Le bilan orthophonique que j’effectue met en avant des capacités phonologiques très altérées : reconnaître les sons, les extraire du mot, tout cela est en friche. Clovis sait lire, son déchiffrage est correct, malgré quelques achoppements çà et là. La compréhension en lecture est en revanche altérée la compréhension de l’implicite et la mémorisation de détails est compliquée. La transcription écrite est extrêmement laborieuse. Si je reprends la base, à savoir écrire l’alphabet, Clovis ne peut en transcrire que la moitié, se trompe de graphème, mélange tous les types de graphies: il passe de la majuscule à la cursive, puis au script, toutes les lettres ont une taille différente, sont parsemées sur la feuille, comme s’il n’y avait pas d’espace-feuille à respecter, comme si il n’y avait aucune règle visuo-spatiale : pas de haut-bas et pas de droite-gauche. Et s’il faut écrire des mots, Clovis n’en est pas capable. Son nom et son prénom sont laborieusement tracés. Il peut écrire « papa » dans un coin de la feuille, tenter un semblant du mot « lapin » dans un autre coin. Sans règles, sans repères, sans cadre. La tenue du scripteur n’est pas évidente : la pince-pouce index est remplacée par une pince pouce- trois doigts, et la crispation de la main est à son paroxysme. Le corps est pris dans une tension générale ; Clovis est en apnée quand il écrit, les coups de glotte ponctuent son tracé, si petit soit-il. La tête est effondrée, se baisse, parfois pour aller jusqu’à se poser sur la feuille. Clovis sub-vocalise sa production, il peut dire « èm » et écrire « n » ; pour les syllabes il peut répéter l’énoncé « ta » et écrire « da ». Tout -ou presque- reste à construire en transcription.

Clovis m’exprime sa demande avec détermination : « Vous voyez, moi, je voudrais écrire comme tout le monde. Je suis pas handicapé. » A la différence de l’époque où il était enfant, Clovis a désormais une demande, sa demande, qui n’est plus celle de ses parents ou celle de l’école. La poussée de l’adolescence et le processus d’individuation-séparation qui se réactualise est peut-être un moteur efficace ; Jean Bergès disait d’ailleurs : « On apprend à écrire quand on cesse d’écrire sur le corps de sa mère. »
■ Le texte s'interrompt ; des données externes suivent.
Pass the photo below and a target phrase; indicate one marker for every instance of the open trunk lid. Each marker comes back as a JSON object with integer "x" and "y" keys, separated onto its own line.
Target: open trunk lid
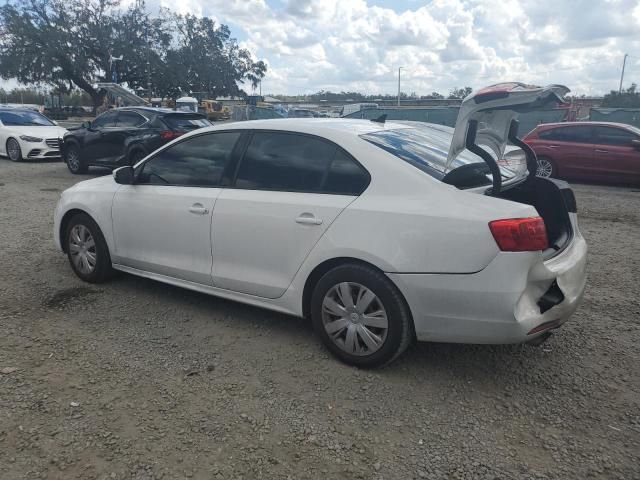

Seulement, je n’ai à l’époque encore aucune idée des ressources du jeune homme qui est assis en face de moi. Et parallèlement, il ne sait pas quelles ressources je peux déployer pour l’aider.

Les parents de Clovis ne me donneront le compte-rendu d’examen psychologique de Clovis que bien plus tard, alors que ma rééducation a débuté depuis plusieurs mois. Je commence donc ma rééducation sans avoir les résultats de son examen psychologique le plus récent… Ce dernier, effectué à l’âge de 12 ans, est constitué d’un WISC 4  et d’un test projectif du Rorschach.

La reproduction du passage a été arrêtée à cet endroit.